I have had a specialty practice of functional neurology for 35 years and have a special interest in traumatic brain injury. My background is central to Chiropractic applications with several Fellowships in a variety of Brain Specialties and a PhD specialty in the neurophysicological aspects of learning. I have been fortunate to have had extensive experience in this clinical area and have a very vibrant clinical team that has resulted in patients being referred to me from around the globe. We attend professional athletes, Olympians, National and Collegiate level athletes from many countries.

> I also understand that you have been involved in the martial arts for many years. Could you tell us about that.?
I have a 3rd degree black belt in Shotokan Karate. The martial arts have been central to my life since I was a young man, allowing me to understand movement and motor control at a level that I might not have appreciated from clinical studies alone. The dedication and discipline of training has certainly transferred to other aspects of my personal and professional life.
> What is your definition of a concussion and what is actually going on in the brain?

A concussion is a traumatic brain injury that changes the way your brain works. Most concussions result in a temporary loss of function and usually people will have headaches and problems with concentration. We find that balance and coordination are usually impaired and people might have problems remembering things. Memory, balance and coordination. Concussions don’t usually result in brain damage that we can see, so the CT scans and MRI tests are usually normal. But, the function, or how the brain communicates with itself and the rest of the body is impaired. We do have changes in the brain that are difficult to see with our diagnostic instruments but now we have some pretty sophisticated tests that will allow us to know the functional state of the brain.

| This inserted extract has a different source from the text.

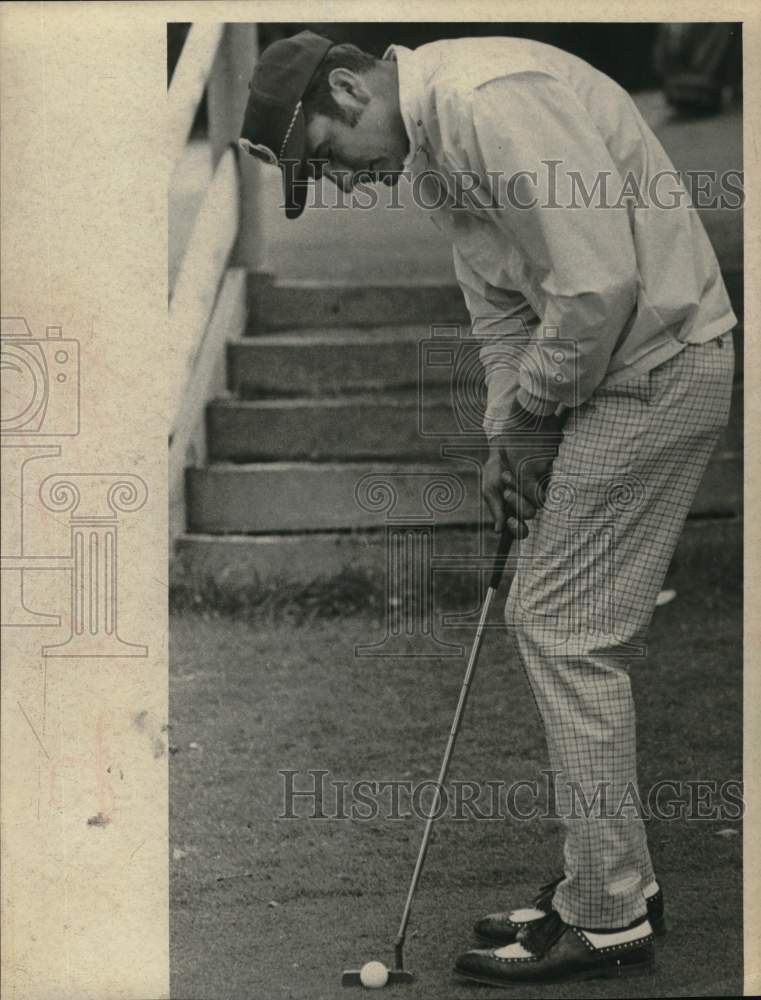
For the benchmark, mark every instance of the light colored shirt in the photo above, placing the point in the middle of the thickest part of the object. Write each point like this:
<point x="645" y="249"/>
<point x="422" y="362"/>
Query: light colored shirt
<point x="587" y="286"/>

We are able to measure function fairly accurately and establish a baseline of testing that allows us to realize if our treatments are going to make a difference. Martial artists understand function better than most athletes. Speed, accuracy, balance and coordination are all brain functions that can be changed with training. Our treatment of concussions is really training the brain to do things better and restoring function. Usually we get our patients better than they were before their concussions.